I love my leather couches. Affordable, super comfy, and most importantly, easy to clean; they are (and continue to be) a perfect fit in our household. The kids also love these couches for many reasons other than the ones I previously mentioned (i.e.: They make awesome farting sounds when you glide stinky feet across the cushions and you can catch major air jumping from the first to third couch cushion and then back to the middle love seat cushion). They are also a direct representation of adulthood as they were the first “grown up” purchases hubby and I made as adults. They replaced the heavy wood framed couches with the gorgeous black floral satin cushions (think Brady Bunch crossed with John Holmes and you’ll get the fashion flavor of these things) given to us by well-meaning in laws. Gotta love hand-me-downs. But I digress, let’s get back to the subject of my pride and joy leather couches.
A few months back, I allowed Taterbug and C-Dub to have freshly baked chocolate chip cookies on my prized couches. Our carpeting is also fairly new (and wayyyy too light for the presence of little people) so it’s a real treat to eat anything in the living room, especially on mommy’s prized furniture.

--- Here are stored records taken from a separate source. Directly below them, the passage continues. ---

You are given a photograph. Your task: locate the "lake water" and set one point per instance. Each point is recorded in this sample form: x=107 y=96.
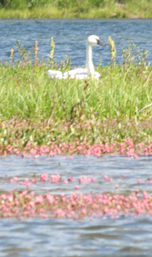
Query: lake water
x=98 y=235
x=70 y=37
x=92 y=236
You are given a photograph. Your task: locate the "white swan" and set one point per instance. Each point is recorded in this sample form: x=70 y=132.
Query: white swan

It was a typical night and as usual, both kids were naked after hosting their own karate/kick boxing/slap fighting living room tournament (it was a draw by the way, due to both kids ending up crying at just about the same time and accidentally wiping out their little brother). Besides being all riled up from the tournament, they were both completely covered with chocolate (mixed in with a little cookie and milk for good measure). After a good bath with lots of soap and loofah scrubbing, they were off to bed. Just prior to dream time, I praised them for doing so well eating on the couches.

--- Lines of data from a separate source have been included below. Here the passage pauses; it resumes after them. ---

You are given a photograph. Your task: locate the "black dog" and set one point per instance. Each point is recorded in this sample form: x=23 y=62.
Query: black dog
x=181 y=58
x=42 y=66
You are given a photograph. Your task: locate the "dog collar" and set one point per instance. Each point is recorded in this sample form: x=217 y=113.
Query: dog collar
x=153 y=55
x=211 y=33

When I awoke the next morning, I walked into the living room and began to admire my beautiful couches in the beaming morning light. As I conducted my daily inspection, I could clearly see two dried brown streaks on the cushions of the larger couch. I immediately did the mommy thing and licked my pointer finger in an effort to wipe the cushion off. That stubborn “chocolate” stain just wasn’t coming off. So, I continued to do the mommy thing and licked my middle finger in an effort to add more mommy-cleaner (spit) to the cushion. This helped a little but I still had more to go. So, I proceeded to add more cleaner (spit) by licking my ring finger and as I did, I caught a whiff of something that certainly didn’t smell like chocolate. As I suddenly came to the realization of what I was actually cleaning, my daughter walks out, sees what I’m doing and says, “I told you C-Dub had a dirty butt last night, mom, he doesn’t wipe very good.” This immediately brought on a session of dry heaving and gagging, only to be soothed by the brushing of my teeth with my very effective Oral B electric toothbrush and a good dosing of Listerine (some swallowed for the medicinal qualities).
The moral of my story is simple. Love your furniture but don’t love your furniture. No inanimate object is worth the taste of a five year old’s stinky butt on your tongue.